For basic getting started guides, you might check out Harrison Ainsworth's "EPUB Format Construction Guide." It's a bit dated by now, and only deals with epub 2.0.1, but it will cover the basics pretty well. O'Reilly has a book on EPUB 3 Best Practices that's not too shabby, but it might go into more detail than you need to get started.

Do a bit of reading, but not too much, and then find a non-DRM'ed epub file and tear it apart (just change the filename from .epub to .zip and unzip it) to see what makes it tick. Change stuff, re-zip is (how you do that will depend on the operating system you use) run it through epubcheck, and see what error messages you get. Getting a valid book is quite doable with minimal experience.

As far as styling goes: there are lots of quirks in reading systems and devices. If you want to only do Kindle, you're cutting out a lot of potential issues, but each of Amazon's devices has its own quirks as well, so be prepared to test a lot, and ask lots of questions when problems come up.

Best of luck!

  • Is there any advantage to using epub 3 rather than epub 2 when converting to Kindle formats?
    – evilsoup
    Mar 8, 2014 at 16:28
  • Honestly, it's been so long since I've done any epub 2.0.1 that I couldn't say. Why would you not use the current standard format?
    – Tom
    Mar 8, 2014 at 16:40
  • Well, this should probably be a separate question, but since the epub e-readers will nearly all support epub 2, while some of them will not support epub 3, I see no reason to bother with epub 3 (assuming I don't ever need the additional features). Since I'm just using pandoc to generate the things, it's not a big deal to generate epub 3 in order to feed it into kindlegen, but I was just wondering if there was any advantage to doing so.
    – evilsoup
    Mar 8, 2014 at 16:45
  • 1
    My pleasure, glad to help! The reason you have to follow the guidelines is because there is a lot of wiggle-room in the epub spec--many things are optional, etc. Amazon's guidelines narrow down the scope a bit. In a perfect world, the epub spec would be the only one we'd need, but unfortunately individual device and reading system manufacturers pick and choose which bits of the spec they support. Think of it like the web in the late '90s, when Netscape and IE interpreted thing in completely different ways, and you won't be too far from the truth.
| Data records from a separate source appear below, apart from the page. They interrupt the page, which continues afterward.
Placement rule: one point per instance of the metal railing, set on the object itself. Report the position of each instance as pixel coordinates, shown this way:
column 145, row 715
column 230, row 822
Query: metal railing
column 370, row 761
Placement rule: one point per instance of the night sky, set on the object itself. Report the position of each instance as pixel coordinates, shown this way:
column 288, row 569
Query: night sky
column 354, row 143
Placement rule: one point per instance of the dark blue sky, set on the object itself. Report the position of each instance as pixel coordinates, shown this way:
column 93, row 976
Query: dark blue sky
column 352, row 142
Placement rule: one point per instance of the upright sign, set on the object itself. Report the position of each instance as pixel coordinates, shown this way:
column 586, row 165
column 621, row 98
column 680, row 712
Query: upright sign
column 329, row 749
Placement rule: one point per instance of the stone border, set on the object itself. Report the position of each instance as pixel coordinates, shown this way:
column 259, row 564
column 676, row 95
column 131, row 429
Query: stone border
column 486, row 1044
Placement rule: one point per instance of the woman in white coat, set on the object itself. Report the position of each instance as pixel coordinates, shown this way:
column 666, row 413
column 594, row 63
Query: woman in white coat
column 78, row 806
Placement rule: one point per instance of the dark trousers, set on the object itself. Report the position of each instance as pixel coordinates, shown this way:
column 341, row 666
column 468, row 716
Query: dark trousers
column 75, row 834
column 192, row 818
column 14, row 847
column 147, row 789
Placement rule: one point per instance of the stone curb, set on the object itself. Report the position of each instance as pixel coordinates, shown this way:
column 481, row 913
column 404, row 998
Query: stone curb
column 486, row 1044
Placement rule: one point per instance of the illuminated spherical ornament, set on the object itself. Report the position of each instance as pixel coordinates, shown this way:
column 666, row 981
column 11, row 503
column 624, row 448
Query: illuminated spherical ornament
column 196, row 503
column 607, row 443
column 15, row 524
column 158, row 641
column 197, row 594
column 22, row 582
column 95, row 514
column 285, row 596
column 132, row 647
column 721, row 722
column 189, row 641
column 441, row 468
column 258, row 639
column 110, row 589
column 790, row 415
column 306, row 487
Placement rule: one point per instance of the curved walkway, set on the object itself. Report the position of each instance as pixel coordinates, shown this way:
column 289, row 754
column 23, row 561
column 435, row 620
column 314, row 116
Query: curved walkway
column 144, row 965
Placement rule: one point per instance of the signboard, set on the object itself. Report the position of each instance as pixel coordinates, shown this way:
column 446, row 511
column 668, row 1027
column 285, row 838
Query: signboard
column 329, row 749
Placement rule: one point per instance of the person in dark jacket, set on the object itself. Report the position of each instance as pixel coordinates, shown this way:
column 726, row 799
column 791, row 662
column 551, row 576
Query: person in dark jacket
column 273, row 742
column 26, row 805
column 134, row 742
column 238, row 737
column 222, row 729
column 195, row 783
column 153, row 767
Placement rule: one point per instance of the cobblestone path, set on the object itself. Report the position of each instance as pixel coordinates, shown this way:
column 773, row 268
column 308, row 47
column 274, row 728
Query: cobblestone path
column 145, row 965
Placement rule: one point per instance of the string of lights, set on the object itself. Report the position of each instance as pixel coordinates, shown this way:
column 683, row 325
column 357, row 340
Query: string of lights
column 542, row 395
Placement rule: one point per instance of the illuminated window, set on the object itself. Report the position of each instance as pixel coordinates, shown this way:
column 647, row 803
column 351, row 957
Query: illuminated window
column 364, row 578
More's the pity.
    – Tom
    Mar 10, 2014 at 8:27
  • 2
    Tracking support for epub3: check out the BISG EPUB 3 Support Grid: link Mar 10, 2014 at 16:10

In addition to the resources Tom listed, Joshua Tallent's book Kindle Formatting will give you tips for working around formatting problems. It's an old book and doesn't cover Kindle Format 8, but if you run into issues, it might give you ideas to try. Fortunately, KF8 has fewer limitations than MOBI 7, the older Kindle format, but the book will help if you want to support older Kindles.

Another resource to explore is the MOBI article at the MobileRead Wiki.
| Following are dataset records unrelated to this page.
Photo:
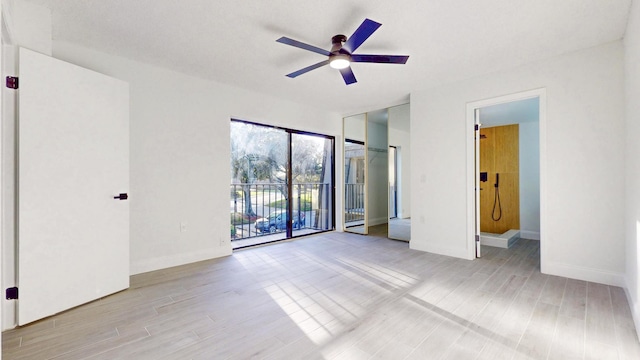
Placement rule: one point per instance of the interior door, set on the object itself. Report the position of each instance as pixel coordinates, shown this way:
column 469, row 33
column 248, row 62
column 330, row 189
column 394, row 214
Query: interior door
column 478, row 184
column 73, row 159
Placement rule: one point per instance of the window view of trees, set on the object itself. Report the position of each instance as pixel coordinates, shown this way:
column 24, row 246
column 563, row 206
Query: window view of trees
column 259, row 180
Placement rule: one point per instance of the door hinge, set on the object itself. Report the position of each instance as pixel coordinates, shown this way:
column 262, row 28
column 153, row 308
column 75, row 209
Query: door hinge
column 12, row 82
column 12, row 293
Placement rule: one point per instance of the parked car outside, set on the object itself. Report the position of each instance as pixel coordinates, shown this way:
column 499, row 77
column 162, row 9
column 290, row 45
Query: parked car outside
column 277, row 220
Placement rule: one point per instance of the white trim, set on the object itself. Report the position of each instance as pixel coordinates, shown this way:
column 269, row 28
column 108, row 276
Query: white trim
column 164, row 262
column 446, row 251
column 586, row 274
column 541, row 94
column 530, row 235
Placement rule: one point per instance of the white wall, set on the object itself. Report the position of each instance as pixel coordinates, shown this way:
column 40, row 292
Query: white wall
column 399, row 135
column 529, row 140
column 377, row 174
column 582, row 214
column 355, row 127
column 632, row 208
column 180, row 155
  • I have used Tallent's book before, but many of Tallent's tricks are no longer needed with KF8 format and might just confuse somebody at this point. Mar 12, 2014 at 17:41

I'm familiar with all the resources mentioned here, but at the moment Paul Salvette's book eBook Design and Development Guide is the best as far as practical steps for constructing the ebook. http://www.amazon.com/The-eBook-Design-Development-Guide-ebook/dp/B009G2JMRK/ It's a year and a half old, but still basically relevant.

A lot of the templates from the book are here: http://bbebooksthailand.com/vip/code-eBook-design-development.html

Elizabeth Castro's book is also good but probably a little too focused on ibooks and inDesign.